Introduction

Chronic low-grade systemic inflammation has been associated with risk of developing many metabolic diseases of aging. Although inflammation is a crucial natural physiological process for health maintenance and recovery after an injury or infection, chronic low-grade inflammation has however been indicated as an important part of the pathogenesis of many chronic diseases of the aged population [1]. Chronic low-grade inflammation has been linked to inflammation-related diseases such as ischemic heart disease, stroke, bowel diseases, arthritis, cancer, diabetes mellitus, chronic kidney disease, non-alcoholic fatty liver disease (NAFLD) and autoimmune and neurodegenerative conditions [2]. Modifiable lifestyle factors such as diet and physical activity however has the potential to alleviate the complications and morbidity because of systemic inflammation. Postmenopausal women tend to lose estrogen levels from the onset of menopause. The hormone estrogen is known to be anti-inflammatory, therefore as the hormone decreases the inflammation levels increase indicating chronic systemic inflammation [3].

Diet has been proposed as an effective measure for reducing inflammation to alleviate the complications of the associated chronic disease. Dietary intake has been investigated in various types of ways in relation to low-grade inflammation. One approach includes focus on the overall dietary intake taking into account the trends in food components known as dietary patterns. Examples include population studies and intervention studies which have indicated that a Mediterranean [4], healthy [5], or prudent dietary pattern [6] may be beneficial in reducing inflammation. A second approach involve examining the role single foods plays in lowering inflammation. Diets high in fruits and vegetables have been associated with lower concentrations of circulating C-reactive protein (CRP) [7] and fibrinogen [8]. Thirdly, some research has emerged focusing on specific antioxidant nutrients and non-nutrient components of foods such as β-carotene [9], Se, vitamin C, E and their effect on inflammatory status as a measure of the CRP levels [10]. Likewise, non-nutritive polyphenolic components such as tannic acid and flavonoids that are present in plant-based foods such as tea, cocoa, red wine as well as fruits and vegetables contain antioxidant and anti-inflammatory properties [11, 12]. These compounds are important for the effect of diet on inflammation status and metabolic health.

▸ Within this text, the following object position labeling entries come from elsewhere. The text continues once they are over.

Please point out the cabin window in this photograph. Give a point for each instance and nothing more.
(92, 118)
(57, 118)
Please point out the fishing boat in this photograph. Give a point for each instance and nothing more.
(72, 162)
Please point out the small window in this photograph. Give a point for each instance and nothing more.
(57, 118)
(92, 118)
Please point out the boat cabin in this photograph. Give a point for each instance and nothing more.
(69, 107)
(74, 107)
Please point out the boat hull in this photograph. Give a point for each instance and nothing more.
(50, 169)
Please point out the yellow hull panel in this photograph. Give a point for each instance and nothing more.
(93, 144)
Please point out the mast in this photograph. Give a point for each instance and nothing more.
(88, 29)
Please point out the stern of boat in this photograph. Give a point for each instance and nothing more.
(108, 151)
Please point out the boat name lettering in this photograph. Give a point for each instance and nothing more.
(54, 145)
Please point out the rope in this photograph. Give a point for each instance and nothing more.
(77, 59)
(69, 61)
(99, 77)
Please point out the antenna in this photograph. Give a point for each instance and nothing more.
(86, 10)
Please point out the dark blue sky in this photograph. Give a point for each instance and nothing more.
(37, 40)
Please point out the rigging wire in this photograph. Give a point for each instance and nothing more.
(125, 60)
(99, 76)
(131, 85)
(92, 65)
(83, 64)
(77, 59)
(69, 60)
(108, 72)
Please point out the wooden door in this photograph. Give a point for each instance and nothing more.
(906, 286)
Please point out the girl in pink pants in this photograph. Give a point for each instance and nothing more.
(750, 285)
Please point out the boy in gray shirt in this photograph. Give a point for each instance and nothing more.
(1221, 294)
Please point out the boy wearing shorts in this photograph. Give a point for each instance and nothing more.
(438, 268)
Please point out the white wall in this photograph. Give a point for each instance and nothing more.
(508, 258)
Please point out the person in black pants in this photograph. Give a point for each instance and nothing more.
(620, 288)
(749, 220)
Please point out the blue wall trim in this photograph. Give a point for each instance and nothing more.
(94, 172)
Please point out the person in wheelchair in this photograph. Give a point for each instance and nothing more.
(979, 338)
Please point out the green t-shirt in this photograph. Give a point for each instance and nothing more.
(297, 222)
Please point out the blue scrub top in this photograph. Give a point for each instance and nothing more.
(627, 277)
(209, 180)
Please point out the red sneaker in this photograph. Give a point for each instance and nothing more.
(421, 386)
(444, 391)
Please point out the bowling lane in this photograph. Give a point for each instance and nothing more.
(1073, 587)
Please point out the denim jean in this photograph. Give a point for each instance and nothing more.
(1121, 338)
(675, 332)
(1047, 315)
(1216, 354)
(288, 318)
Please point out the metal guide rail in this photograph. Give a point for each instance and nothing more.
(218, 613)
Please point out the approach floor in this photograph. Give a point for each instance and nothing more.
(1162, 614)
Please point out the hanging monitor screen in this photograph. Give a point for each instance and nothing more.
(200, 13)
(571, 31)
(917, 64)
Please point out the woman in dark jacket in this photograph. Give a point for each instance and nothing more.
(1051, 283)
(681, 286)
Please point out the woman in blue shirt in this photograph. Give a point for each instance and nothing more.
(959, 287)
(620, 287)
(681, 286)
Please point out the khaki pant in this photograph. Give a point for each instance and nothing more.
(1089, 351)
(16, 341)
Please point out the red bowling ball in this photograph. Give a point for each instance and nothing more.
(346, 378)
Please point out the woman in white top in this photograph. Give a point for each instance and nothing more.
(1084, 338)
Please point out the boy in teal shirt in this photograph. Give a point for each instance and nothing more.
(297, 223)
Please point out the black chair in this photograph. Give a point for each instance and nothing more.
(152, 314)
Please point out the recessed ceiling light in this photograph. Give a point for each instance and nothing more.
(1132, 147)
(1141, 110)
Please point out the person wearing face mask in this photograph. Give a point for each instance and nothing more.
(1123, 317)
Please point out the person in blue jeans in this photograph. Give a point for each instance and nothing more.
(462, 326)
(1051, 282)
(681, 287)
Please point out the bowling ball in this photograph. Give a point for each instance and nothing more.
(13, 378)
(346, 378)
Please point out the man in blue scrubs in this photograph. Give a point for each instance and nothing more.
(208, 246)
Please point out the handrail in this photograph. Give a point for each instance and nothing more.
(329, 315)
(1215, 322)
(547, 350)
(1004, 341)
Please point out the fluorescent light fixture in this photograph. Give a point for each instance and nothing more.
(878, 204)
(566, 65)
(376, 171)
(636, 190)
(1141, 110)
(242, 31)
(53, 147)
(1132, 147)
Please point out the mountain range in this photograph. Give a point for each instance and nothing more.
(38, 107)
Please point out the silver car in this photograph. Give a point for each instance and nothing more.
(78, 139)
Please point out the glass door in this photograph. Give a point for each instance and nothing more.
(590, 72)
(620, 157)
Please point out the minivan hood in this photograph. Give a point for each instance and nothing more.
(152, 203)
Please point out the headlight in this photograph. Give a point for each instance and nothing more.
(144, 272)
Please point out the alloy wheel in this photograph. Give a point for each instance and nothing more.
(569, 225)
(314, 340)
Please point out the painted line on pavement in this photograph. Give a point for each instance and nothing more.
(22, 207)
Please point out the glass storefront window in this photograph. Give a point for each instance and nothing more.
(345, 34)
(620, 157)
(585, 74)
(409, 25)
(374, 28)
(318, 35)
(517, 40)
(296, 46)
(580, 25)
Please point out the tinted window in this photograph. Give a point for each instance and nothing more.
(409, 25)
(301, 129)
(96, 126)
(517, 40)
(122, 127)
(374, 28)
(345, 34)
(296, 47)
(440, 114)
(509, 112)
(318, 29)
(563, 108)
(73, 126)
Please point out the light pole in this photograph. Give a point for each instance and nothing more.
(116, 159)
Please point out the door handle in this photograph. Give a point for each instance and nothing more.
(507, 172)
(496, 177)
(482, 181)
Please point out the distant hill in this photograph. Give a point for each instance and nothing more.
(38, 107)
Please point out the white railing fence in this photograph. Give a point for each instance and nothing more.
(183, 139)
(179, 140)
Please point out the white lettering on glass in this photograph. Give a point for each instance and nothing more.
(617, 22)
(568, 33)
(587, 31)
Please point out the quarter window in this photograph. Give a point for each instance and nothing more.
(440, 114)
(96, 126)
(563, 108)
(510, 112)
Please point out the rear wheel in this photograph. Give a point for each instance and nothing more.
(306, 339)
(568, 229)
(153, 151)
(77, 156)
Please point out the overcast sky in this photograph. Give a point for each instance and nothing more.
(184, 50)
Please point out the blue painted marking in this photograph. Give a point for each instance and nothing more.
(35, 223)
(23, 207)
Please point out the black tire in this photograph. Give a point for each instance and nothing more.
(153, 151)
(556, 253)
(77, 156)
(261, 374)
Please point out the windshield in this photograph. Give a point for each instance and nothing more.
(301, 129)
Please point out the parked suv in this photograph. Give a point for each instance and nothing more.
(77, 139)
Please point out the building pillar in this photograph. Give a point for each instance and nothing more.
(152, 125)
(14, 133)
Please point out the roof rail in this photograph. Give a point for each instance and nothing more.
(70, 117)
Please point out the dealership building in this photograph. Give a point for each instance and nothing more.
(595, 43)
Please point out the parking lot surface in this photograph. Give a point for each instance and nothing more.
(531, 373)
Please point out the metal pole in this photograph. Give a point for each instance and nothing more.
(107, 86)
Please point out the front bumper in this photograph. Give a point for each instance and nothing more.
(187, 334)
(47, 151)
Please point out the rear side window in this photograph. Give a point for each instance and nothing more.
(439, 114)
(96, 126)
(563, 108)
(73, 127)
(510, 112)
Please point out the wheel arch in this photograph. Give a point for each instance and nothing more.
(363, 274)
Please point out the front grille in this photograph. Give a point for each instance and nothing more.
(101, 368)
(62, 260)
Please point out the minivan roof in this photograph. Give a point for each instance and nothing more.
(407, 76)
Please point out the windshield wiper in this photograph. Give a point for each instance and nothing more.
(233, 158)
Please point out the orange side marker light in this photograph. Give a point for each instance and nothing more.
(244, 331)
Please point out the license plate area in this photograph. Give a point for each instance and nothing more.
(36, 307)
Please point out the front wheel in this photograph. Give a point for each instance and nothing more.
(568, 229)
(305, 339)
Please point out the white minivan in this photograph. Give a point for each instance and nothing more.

In addition, diet and lifestyle contributes to the prevalence of dyslipidemia which in turn result in mortality due to incidence of cardiovascular diseases [13]. Studies have researched the relationship between dietary patterns and blood lipid profile and low density lipoprotein (LDL)-cholesterol and triglycerides has been associated with nutrient-poor diet and high density lipoprotein (HDL)-cholesterol was correlated with nutrient-dense diet [14]. Two main strategies are used to define dietary patterns i.e., the a priori (hypothesis-orientated approach) or the a posteriori (empirical approach). This study employed the latter to investigate its correlation with an array of inflammation biomarkers.

Cytokines as inflammatory biomarkers, in general, are often complicated to study due to their synergistic effects and their ability to affect or enhance each other’s secretion, for example, IL-1 and TNF-α [15]. However, the cytokine network is significant in the regulation of the immune cells (primarily lymphocytes and macrophages) where a natural balance is needed for the physiological and pathophysiological metabolic homeostasis [16]. Most research studies have investigated mainly CRP and a few other inflammatory markers.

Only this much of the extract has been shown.